Raised Remnant Cholesterol Level Correlates with Frailty

Remnant cholesterol refers to circulating cholesterol in the bloodstream that is not attached to LDL transport particles coming from the liver or HDL transport particles going to the liver. The remnant is attached to some mix of VLDL and IDL particles that serve much the same purpose as LDL particles, or incorporated into much larger chylomicron transporters that carry dietary lipids from the intestines throughout the body.

Researchers have noted that remnant cholesterol appears to contribute to cardiovascular risk, speeding the progression of atherosclerosis and increasing the risk of stroke and heart attack. It is perhaps the case that remnant cholesterol increases risk to a greater degree than LDL-cholesterol levels. Certainly, remnant cholesterol is higher in people who are overweight or obese, as one might expect given that chylomicron-encapsulated dietary cholesterol contents make up a sizable fraction of remnant cholesterol.

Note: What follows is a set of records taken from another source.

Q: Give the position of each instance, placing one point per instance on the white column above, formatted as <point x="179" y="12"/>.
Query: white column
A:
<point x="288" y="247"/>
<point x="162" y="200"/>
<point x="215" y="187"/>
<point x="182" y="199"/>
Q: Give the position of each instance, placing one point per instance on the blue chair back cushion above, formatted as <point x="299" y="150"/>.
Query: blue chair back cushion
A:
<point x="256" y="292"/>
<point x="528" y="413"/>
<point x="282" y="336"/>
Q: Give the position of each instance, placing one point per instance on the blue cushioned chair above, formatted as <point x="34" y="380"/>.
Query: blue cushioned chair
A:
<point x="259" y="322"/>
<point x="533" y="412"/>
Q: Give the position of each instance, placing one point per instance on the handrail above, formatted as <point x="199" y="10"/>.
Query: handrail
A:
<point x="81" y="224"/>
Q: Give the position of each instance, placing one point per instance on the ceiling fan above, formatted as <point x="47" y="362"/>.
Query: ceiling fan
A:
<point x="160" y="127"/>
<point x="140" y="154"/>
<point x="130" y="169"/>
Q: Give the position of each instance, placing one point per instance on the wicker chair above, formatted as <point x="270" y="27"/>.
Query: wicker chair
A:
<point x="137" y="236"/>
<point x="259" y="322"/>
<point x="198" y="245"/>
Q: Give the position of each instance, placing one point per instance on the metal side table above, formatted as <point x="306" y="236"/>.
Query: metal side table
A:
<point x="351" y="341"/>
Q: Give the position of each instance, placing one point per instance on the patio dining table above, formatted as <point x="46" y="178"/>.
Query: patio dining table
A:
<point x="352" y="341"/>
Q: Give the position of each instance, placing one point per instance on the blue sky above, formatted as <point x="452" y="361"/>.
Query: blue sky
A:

One doesn't have to propose any great new understanding of how atherosclerotic lesions form to expect remnant cholesterol to contribute to risk. A lesion forms after a tipping point is reached at which localized excess cholesterol overwhelms the macrophage cells responsible for cleaning it up and handing it off to HDL particles. More cholesterol in circulation shifts that tipping point by stressing the cleanup capacity of these macrophages. Greater chronic inflammation shifts the tipping point by making macrophages less able to clean up cholesterol. Both of those points tend to be the case for those who are overweight or obese in addition to being old. We can also talk about the role of toxic oxidized cholesterol and oxidized transport particles such as LDL in disrupting macrophage function, but the generation of these oxidized molecules scales with the overall amount of cholesterol as well, all other factors being equal.

Today's open access paper notes an interesting correlation between remnant cholesterol and frailty. Here is becomes more speculative as to what the mechanism might be to link raised cholesterol and frailty syndrome. The contribution of inflammation arising from oxidized cholesterol and transport particles is one possibility. The researchers here focus on a high fat diet as a driving factor in increasing both frailty and remnant cholesterol (via chylomicrons), but the question still remains as to what exactly is going on as a consequence of increased dietary cholesterol that might lead to the signs of frailty, including loss of muscle mass and strength, impaired immunity, and so forth.

Association of remnant cholesterol with frailty: findings from observational and Mendelian randomization analyses

Recent insights suggest that remnant cholesterol (RC) plays a role in cellular senescence, yet its specific contribution to frailty remains indeterminate. Through the integration of observational and Mendelian randomization (MR) studies, this research explores the impact of elevated serum RC levels on frailty susceptibility. The observational study included 11,838 participants from the National Health and Nutrition Examination Survey. To circumvent observational study limitations, a two-sample MR analysis was conducted using the inverse-variance weighted method, leveraging genome-wide association studies (GWAS) data.

After adjusting for potential confounding variables, the observational study identified a significant association between high serum RC levels and frailty in middle-aged and older adults (odds ratio [OR] = 1.67), exhibiting a non-linear dose-response correlation. This association persisted after propensity score matching (OR = 1.53). The MR study echoed these results, demonstrating a causal association of RC with the frailty index (β = 0.059), consistent with the observational findings (β = 0.017).

Despite a lack of direct epidemiological evidence linking serum circulating RC levels to frailty, recent MR studies have spotlighted the influential role of elevated LDL-C levels in inducing frailty. Substantial increases in RC levels have been documented in adults consuming high-fat diets. The same diets administered to mice resulted in a heightened frailty level, while simultaneously diminishing the anti-frailty benefits of intermittent fasting. Consequently, this indirect evidence suggests a connection between higher RC levels and a heightened frailty risk, which this study substantiates.

Although increased serum RC levels are regarded as a potent independent risk factor for CVD, this analysis reveals that the association between serum RC levels and frailty persists, even after adjusting for CVD and T2DM. This suggests that the contribution of RC to frailty risk is not exclusively attributed to a higher susceptibility to CVD. Furthermore, the results from our epidemiological studies and multivariable MR confirm that this association remains significant, regardless of total cholesterol or LDL-cholesterol levels.